Andrei Petkov, prominent pediatric surgeon, benefactor, and honorable citizen
Andrei Petkov, Pediatric Surgeon, Benefactor, and Patriot
The National Independent News of Crimea interviewed a third Petkov, in the same hospital, same hospital garb, and same bandage on his nose. This Petkov is noble pediatric surgeon who saved the lives of over 200 infants and who returned to his native city of Nikolayev with an “indefinite” sum of his own money to help organize local protesters against the new Ukrainian government. Attending the nighttime demonstration as an innocent bystander, he found himself caught up in a nightmare of exploding grenades and rapid gunfire from the neo-Nazi extremists. As a physician, he attempted to tend to the wounded carried into tents, but the extremists fired into the makeshift emergency facility. During the shooting he himself was wounded in the nose and leg. The defiant Petkov declares that he is not intimidated. He will personally continue to resist until justice is achieved.
Internet viewers of Rossia 1 news and NTV report posted on YouTube caught the Petkov fabrications and expressed their outrage. The viewers of the Crimean newsfairly tale were given no chance to comment.

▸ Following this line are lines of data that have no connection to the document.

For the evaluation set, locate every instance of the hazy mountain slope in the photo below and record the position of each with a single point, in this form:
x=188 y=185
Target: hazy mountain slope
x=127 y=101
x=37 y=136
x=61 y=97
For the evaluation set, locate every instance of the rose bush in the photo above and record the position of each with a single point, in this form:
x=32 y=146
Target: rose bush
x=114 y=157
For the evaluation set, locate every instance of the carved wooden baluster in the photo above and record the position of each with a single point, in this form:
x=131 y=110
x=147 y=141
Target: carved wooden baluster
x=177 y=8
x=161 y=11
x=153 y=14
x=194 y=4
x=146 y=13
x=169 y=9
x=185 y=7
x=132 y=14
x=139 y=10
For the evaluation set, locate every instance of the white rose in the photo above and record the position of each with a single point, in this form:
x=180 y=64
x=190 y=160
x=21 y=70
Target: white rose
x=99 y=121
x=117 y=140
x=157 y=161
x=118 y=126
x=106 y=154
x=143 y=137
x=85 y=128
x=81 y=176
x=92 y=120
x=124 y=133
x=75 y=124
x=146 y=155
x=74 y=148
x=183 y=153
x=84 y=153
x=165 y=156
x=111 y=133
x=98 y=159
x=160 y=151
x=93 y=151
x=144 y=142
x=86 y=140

The Petkov fabrications would make for a good laugh were the situation not so serious. Readers should not think that Petkov affair is an isolated incident. It is the norm rather than the exception. Viewers of Russian television are fed a daily diet of fabrications that show non-existent gun battles, savage beatings of innocent civilians, sinister forces proudly displaying Nazi regalia, and tearful residents of east and south Ukraine longing for annexation into Russia. Readers must understand that the Crimean Anschluss, accepted by many in the West, as a joyous, celebratory reunion was a cynical spectacle organized by Russian special forces, protest tourists, and local mafia thugs.
The Petkov Blunder shows that Russian propaganda has no regard for the truth and is willing to resort to the crudest of disinformation to form public opinion at home, in Ukraine, and abroad. Who knows how many Western television stations have carried such lies? They definitely accepted the Russian version – joyful people, band music and dancing, and Soviet-style 97 percent votes — of the Crimea Anschluss. After the Petkov Blunder how can we believe anything that Russian propaganda says?

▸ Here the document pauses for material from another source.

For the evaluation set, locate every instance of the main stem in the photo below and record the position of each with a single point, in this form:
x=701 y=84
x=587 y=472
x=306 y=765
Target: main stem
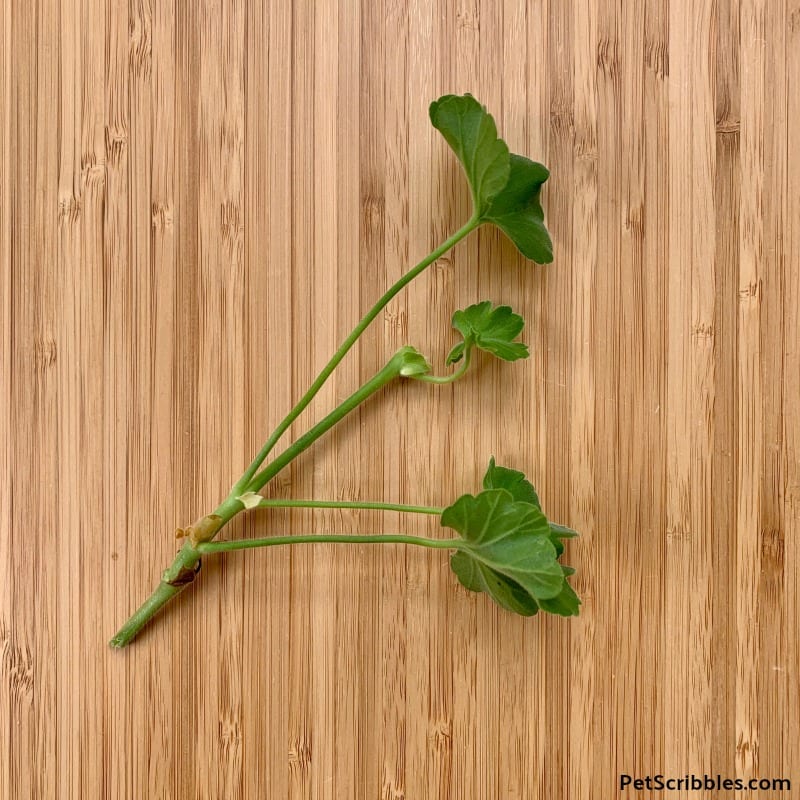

That many Russian viewers have bought into Putin’s Big Lie tells us something about their psychological makeup. The fabricated scenes of mass violence, grenade explosions, and constant automatic weapon fire should raise a number of questions for viewers. Where is the film of solemn funerals of those killed in the mayhem? Russian camera crews, unlike other Russians denied admission, were in the hospital to which the seriously wounded were carried. Why did the camera crews not film the crowded wards full of the victims of Ukrainian violence? Why did the ubiquitous Mr. Petkov not show his leg pierced by a bullet? It seems strange that his nose with the direct hit of a revolver bullet would be treated with a single bandage?
Apparently Russian viewers want to believe these fairy tales. They want to think their country is in the right. They want to be proud of their country. Accordingly, they make ideal subjects for Big Lie propaganda. I do not know how they will feel when they eventually learn the truth.

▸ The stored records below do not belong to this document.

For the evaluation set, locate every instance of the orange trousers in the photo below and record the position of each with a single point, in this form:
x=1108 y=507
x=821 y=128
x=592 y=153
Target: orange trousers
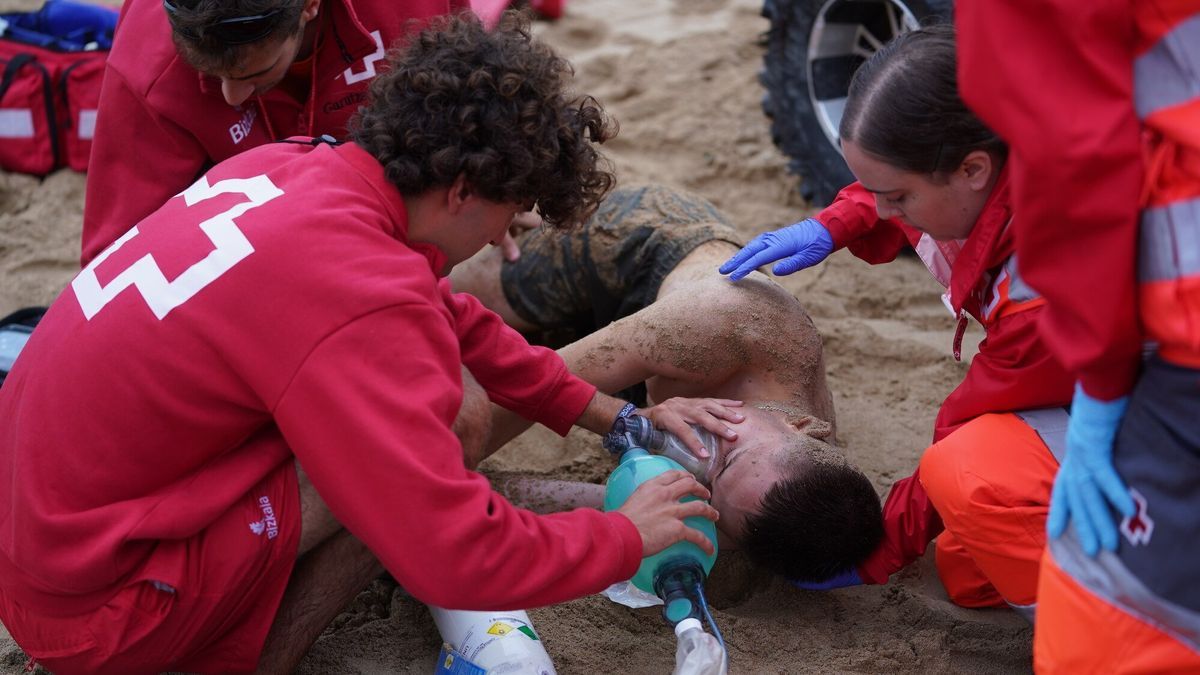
x=1078 y=632
x=990 y=482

I have a more immediate question for the Putin trolls, who earn a living disputing almost every word I write on Putin’s actions in Ukraine. How are you going to explain this one? My guess is that the Putin trolls will remain silent. Let’s see.
The author serves on the International Academic Advisory Board of the Kiev School of Economics. The views are those of the author and not the school.